Submitted by GaganDeep Juneja (@gagandeepjuneja) on Tuesday, 3 June 2014
In this talk I will try to bring some new concepts that will help data scientists to run their predictive algorithms on hadoop with the help of PMML and cascading.
Data Scientists are very much familiar with working on tools like R, SAS etc. for them writing or converting algorithms into mapreduce is bit difficult. There are libraries such as Mahout is available which provides mapreduce implementation of many algorithms but you can not run your algorithm directly on a hadoop cluster. Before that you need to create a Data Model based on data and decide the values for some tweaking parameters and changing these parameters multiple time in hadoop job and running again and again is bit pain for a Data scientist, for a java developer it could be a fun. Data scientists can do Data modeling or model training in SAS/R very easily and efficiently.
I am working on develpoment of GUI Interface whihc helps users in creating and triggering cascading jobs. I will try to showcase my talk demonstration using this GUI tool. Its like using any other web based/ desktop client application. If user is not aware of Hadoop componants such as MapReduce, HDFS can easily work and run their algorithms on massive amount of data.

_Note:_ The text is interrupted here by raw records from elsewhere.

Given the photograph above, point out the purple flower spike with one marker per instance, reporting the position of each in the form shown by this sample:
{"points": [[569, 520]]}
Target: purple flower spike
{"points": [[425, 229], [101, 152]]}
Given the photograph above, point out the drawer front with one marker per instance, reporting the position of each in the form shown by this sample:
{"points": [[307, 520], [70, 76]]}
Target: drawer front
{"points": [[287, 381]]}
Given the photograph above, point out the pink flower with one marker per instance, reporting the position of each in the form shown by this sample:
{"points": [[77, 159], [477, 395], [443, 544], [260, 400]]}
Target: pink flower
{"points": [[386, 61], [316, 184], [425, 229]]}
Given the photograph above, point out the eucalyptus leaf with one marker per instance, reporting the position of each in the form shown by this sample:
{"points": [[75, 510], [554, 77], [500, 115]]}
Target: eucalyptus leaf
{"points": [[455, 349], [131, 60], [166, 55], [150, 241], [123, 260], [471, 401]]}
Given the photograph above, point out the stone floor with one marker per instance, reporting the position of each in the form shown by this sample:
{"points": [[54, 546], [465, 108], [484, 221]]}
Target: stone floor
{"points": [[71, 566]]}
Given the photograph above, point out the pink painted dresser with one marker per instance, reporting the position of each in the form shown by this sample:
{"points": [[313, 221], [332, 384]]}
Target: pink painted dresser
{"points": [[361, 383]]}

Gagan Deep Juneja is a Big Data Hacker at GoDataDriven. He has close to 6 years of experience in the Software Industry. He has worked on several projects using Java/J2ee and Hadoop as the primary technology. He has an inclination to open source technologies and likes to explore/delve into new frameworks . He is a committer and ppmc member to Apache Blur (incubating).He has been speaker at various meetup groups. He is a active blogger and in his free time loves exploring new technogolies and keeping himself updated with latest trends.